Question

The altitude of a cone is 20 cm and its semi-vertical angle is \(30^\circ\). If the semi-vertical angle is increasing at the rate of \(2^\circ\) per second, then the radius of the base is increasing at the rate of:

• A. 30 cm/sec
• B. \(\frac{160}{3}\) cm/sec
• C. 10 cm/sec
• D. 160 cm/sec

Hint:

When dealing with rates of change of geometrical quantities, ensure that you use the correct trigonometric relations and convert angular velocity to radians if necessary.

Answer 1

The Correct Option is B

Step 1: Let \(\theta\) be the semi-vertical angle and \(r\) be the radius of the cone at time \(t\).

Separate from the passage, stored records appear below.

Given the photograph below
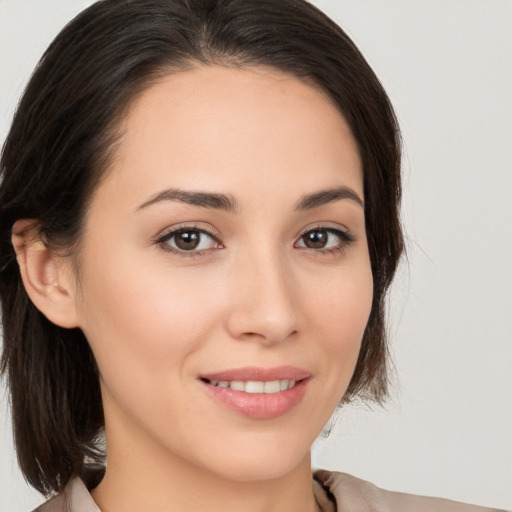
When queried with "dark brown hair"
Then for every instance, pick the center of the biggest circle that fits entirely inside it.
(59, 144)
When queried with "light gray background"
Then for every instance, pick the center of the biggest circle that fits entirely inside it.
(447, 67)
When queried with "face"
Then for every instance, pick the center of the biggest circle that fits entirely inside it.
(225, 281)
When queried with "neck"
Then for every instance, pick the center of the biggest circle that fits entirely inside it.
(142, 476)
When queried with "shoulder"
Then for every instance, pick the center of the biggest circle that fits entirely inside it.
(353, 494)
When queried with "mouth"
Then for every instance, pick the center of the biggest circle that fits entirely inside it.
(253, 386)
(258, 393)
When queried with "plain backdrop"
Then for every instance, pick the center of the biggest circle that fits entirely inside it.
(446, 65)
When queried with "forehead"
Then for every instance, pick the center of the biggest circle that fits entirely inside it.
(213, 127)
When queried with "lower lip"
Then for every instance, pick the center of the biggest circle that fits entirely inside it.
(259, 406)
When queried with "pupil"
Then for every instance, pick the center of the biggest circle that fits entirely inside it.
(187, 240)
(316, 239)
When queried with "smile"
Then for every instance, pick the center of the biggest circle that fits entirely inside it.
(258, 393)
(253, 386)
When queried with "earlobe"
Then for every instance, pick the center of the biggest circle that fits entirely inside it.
(46, 276)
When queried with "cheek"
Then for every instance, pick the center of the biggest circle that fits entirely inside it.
(338, 317)
(143, 326)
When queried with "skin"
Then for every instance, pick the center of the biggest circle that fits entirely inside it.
(255, 295)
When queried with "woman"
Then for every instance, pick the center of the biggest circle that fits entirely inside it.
(192, 193)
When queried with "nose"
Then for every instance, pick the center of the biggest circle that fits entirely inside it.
(263, 306)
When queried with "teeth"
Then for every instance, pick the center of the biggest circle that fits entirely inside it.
(254, 386)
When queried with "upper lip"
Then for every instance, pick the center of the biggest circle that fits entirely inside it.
(254, 373)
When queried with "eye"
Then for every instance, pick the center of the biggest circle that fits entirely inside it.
(188, 239)
(325, 239)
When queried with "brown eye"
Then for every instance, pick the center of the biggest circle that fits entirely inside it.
(325, 239)
(316, 239)
(188, 240)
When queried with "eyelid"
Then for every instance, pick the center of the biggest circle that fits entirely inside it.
(165, 235)
(345, 236)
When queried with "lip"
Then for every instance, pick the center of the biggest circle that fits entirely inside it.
(258, 406)
(259, 374)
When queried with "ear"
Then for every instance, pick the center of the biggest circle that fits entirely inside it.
(47, 277)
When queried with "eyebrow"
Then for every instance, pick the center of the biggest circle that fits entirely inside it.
(204, 199)
(228, 203)
(323, 197)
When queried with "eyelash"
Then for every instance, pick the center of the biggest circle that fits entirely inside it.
(344, 237)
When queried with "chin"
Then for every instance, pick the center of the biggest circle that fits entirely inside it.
(270, 464)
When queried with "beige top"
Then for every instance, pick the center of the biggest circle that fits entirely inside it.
(334, 492)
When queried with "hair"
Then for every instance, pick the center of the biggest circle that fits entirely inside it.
(60, 143)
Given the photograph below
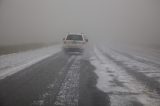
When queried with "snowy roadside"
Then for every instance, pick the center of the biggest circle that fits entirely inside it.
(12, 63)
(122, 88)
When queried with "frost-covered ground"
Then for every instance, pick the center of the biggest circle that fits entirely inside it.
(12, 63)
(122, 88)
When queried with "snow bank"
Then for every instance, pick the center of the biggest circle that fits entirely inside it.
(122, 89)
(12, 63)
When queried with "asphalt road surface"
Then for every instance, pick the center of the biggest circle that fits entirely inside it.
(96, 78)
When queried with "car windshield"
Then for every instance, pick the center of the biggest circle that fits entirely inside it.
(74, 37)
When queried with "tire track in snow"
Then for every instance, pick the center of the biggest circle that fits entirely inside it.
(48, 97)
(69, 91)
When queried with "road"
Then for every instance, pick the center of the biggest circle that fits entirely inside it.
(99, 77)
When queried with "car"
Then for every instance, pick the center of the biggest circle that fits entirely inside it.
(74, 43)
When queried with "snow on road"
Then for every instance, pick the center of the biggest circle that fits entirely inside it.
(69, 91)
(122, 88)
(12, 63)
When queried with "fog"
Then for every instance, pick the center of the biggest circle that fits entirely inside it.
(27, 21)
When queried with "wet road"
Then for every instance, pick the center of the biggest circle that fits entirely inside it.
(99, 77)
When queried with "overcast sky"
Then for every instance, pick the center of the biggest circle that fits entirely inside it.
(49, 20)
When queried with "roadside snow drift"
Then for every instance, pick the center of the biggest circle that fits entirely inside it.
(12, 63)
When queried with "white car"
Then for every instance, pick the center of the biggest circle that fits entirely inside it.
(74, 42)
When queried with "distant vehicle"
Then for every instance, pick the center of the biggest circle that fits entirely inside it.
(74, 43)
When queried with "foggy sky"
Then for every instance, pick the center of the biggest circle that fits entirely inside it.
(24, 21)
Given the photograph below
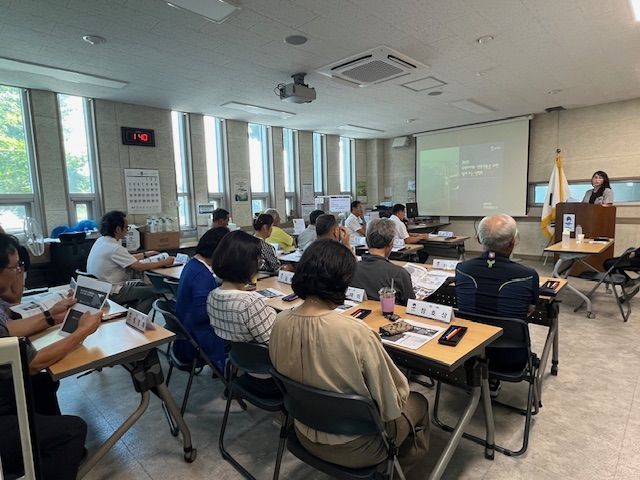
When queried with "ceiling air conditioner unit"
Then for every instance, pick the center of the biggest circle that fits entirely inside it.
(372, 67)
(401, 142)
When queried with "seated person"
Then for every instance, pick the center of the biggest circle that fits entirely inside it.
(399, 214)
(355, 221)
(238, 315)
(375, 270)
(60, 437)
(196, 281)
(12, 294)
(491, 284)
(220, 218)
(327, 228)
(109, 261)
(309, 234)
(263, 225)
(278, 235)
(317, 346)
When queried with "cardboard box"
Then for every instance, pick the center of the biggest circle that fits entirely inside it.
(160, 241)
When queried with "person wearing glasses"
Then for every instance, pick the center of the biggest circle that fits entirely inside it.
(327, 228)
(60, 437)
(110, 262)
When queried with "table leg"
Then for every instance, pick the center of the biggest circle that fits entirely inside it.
(111, 441)
(456, 435)
(162, 392)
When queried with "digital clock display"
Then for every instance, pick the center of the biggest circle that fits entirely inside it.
(138, 136)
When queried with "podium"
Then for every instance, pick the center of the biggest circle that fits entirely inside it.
(596, 221)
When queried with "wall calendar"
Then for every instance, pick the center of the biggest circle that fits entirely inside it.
(143, 190)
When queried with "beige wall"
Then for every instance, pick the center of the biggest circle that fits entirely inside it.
(601, 137)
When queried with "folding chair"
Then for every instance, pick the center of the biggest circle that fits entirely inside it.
(515, 334)
(613, 280)
(340, 414)
(200, 360)
(250, 358)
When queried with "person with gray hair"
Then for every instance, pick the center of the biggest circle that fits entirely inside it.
(375, 270)
(278, 235)
(492, 284)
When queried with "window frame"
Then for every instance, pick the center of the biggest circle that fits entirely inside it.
(31, 201)
(291, 197)
(219, 199)
(94, 199)
(323, 163)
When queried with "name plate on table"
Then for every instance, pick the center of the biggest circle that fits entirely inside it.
(139, 320)
(434, 311)
(355, 294)
(285, 277)
(445, 264)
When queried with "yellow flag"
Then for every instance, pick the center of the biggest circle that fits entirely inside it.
(557, 191)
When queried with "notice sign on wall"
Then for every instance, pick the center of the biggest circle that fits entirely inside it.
(143, 190)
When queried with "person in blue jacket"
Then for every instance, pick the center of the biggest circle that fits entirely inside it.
(196, 281)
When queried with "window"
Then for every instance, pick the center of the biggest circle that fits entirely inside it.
(215, 158)
(18, 188)
(78, 135)
(319, 162)
(259, 167)
(182, 159)
(290, 160)
(346, 165)
(624, 191)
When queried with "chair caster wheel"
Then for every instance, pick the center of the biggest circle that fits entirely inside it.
(190, 455)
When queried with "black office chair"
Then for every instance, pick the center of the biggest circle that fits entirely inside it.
(515, 334)
(250, 358)
(339, 414)
(167, 308)
(615, 281)
(172, 285)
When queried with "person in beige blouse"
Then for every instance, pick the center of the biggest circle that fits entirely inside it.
(317, 346)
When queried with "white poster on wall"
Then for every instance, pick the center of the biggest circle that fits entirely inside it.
(142, 190)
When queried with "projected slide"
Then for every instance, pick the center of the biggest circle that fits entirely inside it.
(473, 171)
(459, 172)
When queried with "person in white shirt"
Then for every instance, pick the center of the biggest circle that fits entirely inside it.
(109, 261)
(355, 222)
(309, 234)
(399, 214)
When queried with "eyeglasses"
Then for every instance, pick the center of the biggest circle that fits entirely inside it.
(18, 268)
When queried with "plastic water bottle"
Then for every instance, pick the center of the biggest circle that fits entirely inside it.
(578, 232)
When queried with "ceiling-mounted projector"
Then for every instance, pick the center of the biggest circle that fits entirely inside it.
(296, 92)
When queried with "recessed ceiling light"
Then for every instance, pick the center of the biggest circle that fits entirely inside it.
(635, 5)
(257, 110)
(295, 39)
(484, 39)
(94, 39)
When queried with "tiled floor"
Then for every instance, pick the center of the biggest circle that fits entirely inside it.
(589, 427)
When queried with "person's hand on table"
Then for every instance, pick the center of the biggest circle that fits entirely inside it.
(167, 262)
(59, 310)
(89, 323)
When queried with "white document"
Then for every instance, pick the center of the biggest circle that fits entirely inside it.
(91, 295)
(36, 304)
(155, 258)
(424, 281)
(421, 334)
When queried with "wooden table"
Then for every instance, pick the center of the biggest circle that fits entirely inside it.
(463, 364)
(447, 243)
(575, 252)
(115, 343)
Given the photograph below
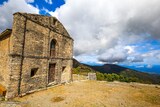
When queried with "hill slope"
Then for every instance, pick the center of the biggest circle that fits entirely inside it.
(111, 68)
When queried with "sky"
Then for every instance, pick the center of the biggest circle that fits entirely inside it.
(124, 32)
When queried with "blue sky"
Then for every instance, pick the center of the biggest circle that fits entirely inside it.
(104, 31)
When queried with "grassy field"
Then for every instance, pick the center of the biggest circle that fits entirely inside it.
(95, 94)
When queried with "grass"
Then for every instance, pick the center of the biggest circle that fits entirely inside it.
(57, 99)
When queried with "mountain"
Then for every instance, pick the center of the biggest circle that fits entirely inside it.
(112, 68)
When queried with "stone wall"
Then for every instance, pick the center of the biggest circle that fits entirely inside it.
(4, 60)
(30, 49)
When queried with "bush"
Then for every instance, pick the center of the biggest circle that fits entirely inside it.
(115, 77)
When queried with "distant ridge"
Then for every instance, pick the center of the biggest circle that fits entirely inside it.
(112, 68)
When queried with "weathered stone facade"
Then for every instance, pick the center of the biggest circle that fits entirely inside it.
(35, 54)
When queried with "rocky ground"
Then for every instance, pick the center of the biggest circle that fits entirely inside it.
(92, 94)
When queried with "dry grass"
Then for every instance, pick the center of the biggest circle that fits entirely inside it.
(96, 94)
(2, 90)
(57, 99)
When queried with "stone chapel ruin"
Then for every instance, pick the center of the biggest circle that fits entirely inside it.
(36, 53)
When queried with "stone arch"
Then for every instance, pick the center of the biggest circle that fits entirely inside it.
(53, 48)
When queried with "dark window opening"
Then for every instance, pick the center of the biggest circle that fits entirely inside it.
(33, 71)
(63, 68)
(53, 48)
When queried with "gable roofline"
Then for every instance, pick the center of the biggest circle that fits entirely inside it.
(5, 33)
(28, 16)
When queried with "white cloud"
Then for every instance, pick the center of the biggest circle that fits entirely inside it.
(11, 6)
(49, 1)
(29, 1)
(101, 26)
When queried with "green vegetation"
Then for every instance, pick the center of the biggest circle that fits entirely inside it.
(115, 77)
(82, 70)
(115, 73)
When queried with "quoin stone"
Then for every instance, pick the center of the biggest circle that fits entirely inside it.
(35, 54)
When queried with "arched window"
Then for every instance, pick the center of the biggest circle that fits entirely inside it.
(53, 48)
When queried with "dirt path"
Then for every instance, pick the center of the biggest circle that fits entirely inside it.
(95, 94)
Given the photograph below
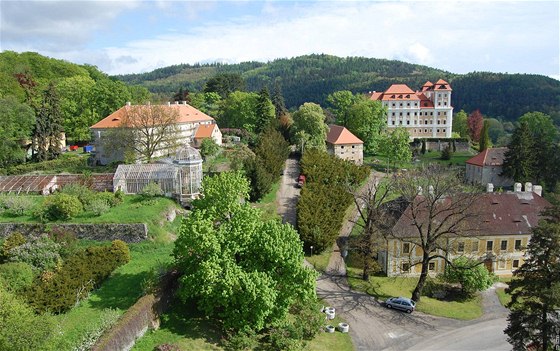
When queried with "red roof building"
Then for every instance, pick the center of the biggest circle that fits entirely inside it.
(342, 143)
(425, 114)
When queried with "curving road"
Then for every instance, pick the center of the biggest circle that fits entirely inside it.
(374, 327)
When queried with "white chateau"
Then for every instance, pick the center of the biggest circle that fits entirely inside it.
(425, 114)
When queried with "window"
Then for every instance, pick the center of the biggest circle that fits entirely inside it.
(502, 264)
(474, 246)
(406, 247)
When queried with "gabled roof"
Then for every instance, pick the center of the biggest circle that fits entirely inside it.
(187, 114)
(339, 135)
(508, 213)
(205, 131)
(489, 157)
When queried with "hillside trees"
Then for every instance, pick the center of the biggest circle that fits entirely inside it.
(18, 121)
(238, 268)
(439, 208)
(309, 128)
(535, 289)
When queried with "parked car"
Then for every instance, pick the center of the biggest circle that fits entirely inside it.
(401, 303)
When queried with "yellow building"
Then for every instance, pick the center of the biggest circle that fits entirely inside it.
(503, 223)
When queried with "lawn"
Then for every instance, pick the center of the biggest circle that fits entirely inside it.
(115, 296)
(384, 287)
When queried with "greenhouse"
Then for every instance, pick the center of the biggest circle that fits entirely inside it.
(179, 177)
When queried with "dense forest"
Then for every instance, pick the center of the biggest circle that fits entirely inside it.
(312, 78)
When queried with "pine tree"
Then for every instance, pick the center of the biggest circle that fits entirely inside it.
(535, 289)
(278, 100)
(49, 126)
(484, 142)
(520, 159)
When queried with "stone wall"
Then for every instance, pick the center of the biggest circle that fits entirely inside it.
(129, 232)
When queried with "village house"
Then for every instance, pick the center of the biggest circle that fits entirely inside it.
(497, 236)
(425, 114)
(486, 167)
(189, 121)
(345, 145)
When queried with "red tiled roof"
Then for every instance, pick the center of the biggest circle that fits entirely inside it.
(187, 114)
(489, 157)
(339, 135)
(498, 214)
(204, 131)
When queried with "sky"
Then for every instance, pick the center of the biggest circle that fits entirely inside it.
(121, 37)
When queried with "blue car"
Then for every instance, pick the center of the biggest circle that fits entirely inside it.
(401, 303)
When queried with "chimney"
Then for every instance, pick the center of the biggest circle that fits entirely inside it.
(537, 189)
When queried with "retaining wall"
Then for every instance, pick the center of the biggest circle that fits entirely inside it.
(127, 232)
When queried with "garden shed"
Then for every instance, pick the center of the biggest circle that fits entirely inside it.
(179, 177)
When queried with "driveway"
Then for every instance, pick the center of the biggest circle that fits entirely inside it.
(372, 325)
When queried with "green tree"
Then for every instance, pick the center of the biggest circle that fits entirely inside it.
(339, 104)
(309, 126)
(366, 119)
(472, 275)
(460, 124)
(535, 289)
(20, 328)
(519, 161)
(484, 142)
(396, 146)
(16, 127)
(209, 148)
(225, 84)
(265, 111)
(239, 110)
(245, 271)
(49, 126)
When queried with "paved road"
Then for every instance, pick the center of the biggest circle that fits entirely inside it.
(374, 327)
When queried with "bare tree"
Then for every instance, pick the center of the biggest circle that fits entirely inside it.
(145, 130)
(439, 208)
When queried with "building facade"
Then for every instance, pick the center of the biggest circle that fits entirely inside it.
(486, 167)
(425, 114)
(188, 122)
(345, 145)
(503, 231)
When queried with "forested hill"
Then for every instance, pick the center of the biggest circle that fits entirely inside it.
(311, 78)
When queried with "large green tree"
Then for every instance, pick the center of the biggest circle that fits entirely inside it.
(239, 268)
(520, 161)
(535, 289)
(309, 128)
(366, 119)
(16, 128)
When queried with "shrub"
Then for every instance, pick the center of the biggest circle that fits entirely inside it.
(98, 206)
(17, 205)
(41, 253)
(151, 190)
(78, 275)
(17, 276)
(13, 240)
(59, 206)
(82, 192)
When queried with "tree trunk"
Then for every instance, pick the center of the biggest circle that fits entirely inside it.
(423, 276)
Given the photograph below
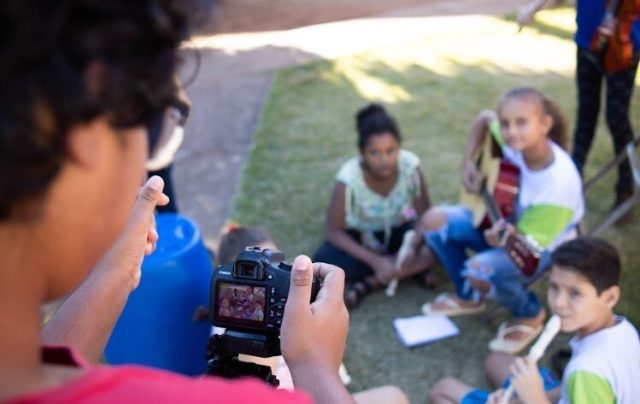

The relationship between \(r\) and \(\theta\) is: \[ r = 20 \tan \theta \] Step 2: Differentiate with respect to time \(t\): \[ \frac{dr}{dt} = 20 \sec^2 \theta \cdot \frac{d\theta}{dt} \] Given that \(\frac{d\theta}{dt} = 2^\circ = \frac{\pi}{90} \, {radians/sec}\) and \(\theta = 30^\circ\), we find: \[ \frac{dr}{dt} = 20 \sec^2 30^\circ \times \frac{\pi}{90} = 20 \times \left(\frac{4}{3}\right) \times \frac{\pi}{90} = \frac{160}{3} \, {cm/sec} \] Therefore, the radius is increasing at the rate of \(\frac{160}{3}\) cm/sec.